Either party shall notify the other in writing as soon as any event justifying termination under Clause 12.2 occurs.
12.4 Termination of the Licence howsoever arising shall not affect or prejudice the accrued rights of the parties as at termination or the continuation of any provision expressly stated to survive or implicitly surviving termination. Clauses 5, 7, 8, 10 and 11 shall survive the termination of the Licence.
12.5 On termination of this Agreement howsoever arising, each party shall (except as otherwise agreed) promptly deliver up all documentation and other materials in its possession or under its control and belonging to the other party and access to the Software shall be immediately terminated.
13.1 Assignment: The Licence is personal to the Licensee. The Licensee shall not assign, novate, sub-license (other than to Authorised Users), sub-contract or otherwise dispose of the Licence or any part thereof without the prior written consent of the Licensor.

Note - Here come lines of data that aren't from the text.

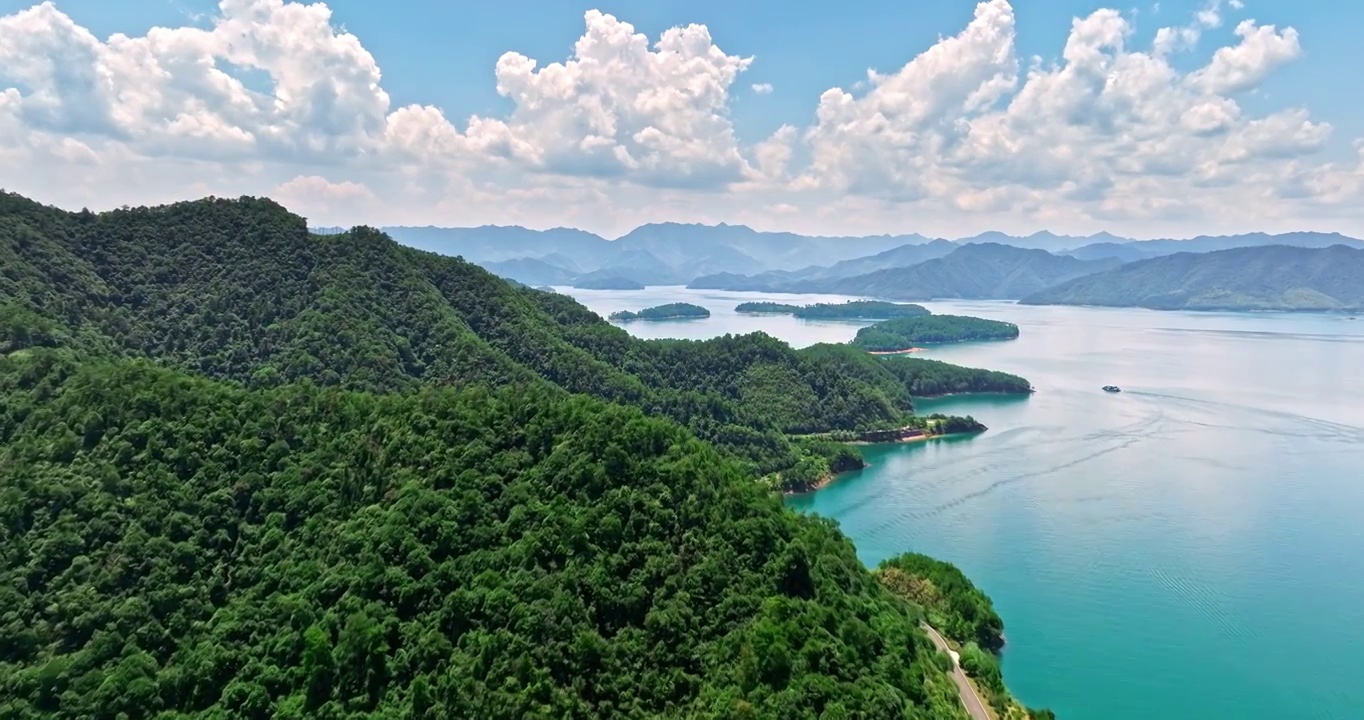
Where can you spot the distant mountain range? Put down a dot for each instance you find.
(739, 258)
(1274, 277)
(975, 270)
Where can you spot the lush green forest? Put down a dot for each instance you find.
(176, 546)
(671, 311)
(853, 310)
(960, 612)
(933, 378)
(903, 333)
(240, 291)
(767, 308)
(1274, 277)
(253, 472)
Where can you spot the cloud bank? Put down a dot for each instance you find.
(273, 98)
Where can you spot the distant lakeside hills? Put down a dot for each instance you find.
(1271, 277)
(1041, 267)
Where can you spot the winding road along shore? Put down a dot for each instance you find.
(974, 705)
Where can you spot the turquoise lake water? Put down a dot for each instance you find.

13.2 Waiver: No forbearance, delay or granting of time by either party in or before enforcing these General Terms shall prejudice its rights. No waiver of any right or breach of these General Terms shall be effective unless in writing and signed by the party making the waiver. Any such waiver shall not be construed as a waiver of any other right or breach.
13.3 Entire Agreement: The Specific Terms and these General Terms supersede all prior agreements and arrangements of whatever nature and sets out the entire agreement and understanding between the parties relating to the Licence and shall apply in place of, and prevail over, any terms or conditions contained or referred to in correspondence or elsewhere or implied by trade custom or course of dealing and any purported contrary or inconsistent provision is hereby excluded.
13.4 Variation: Any variation to the Specific Terms and these General Terms shall only be effective if in writing and signed by (or by persons duly authorised by) the Licensor and the Licensee.
13.5 No Partnership etc.: Nothing in these General Terms shall create a partnership or joint venture between the parties.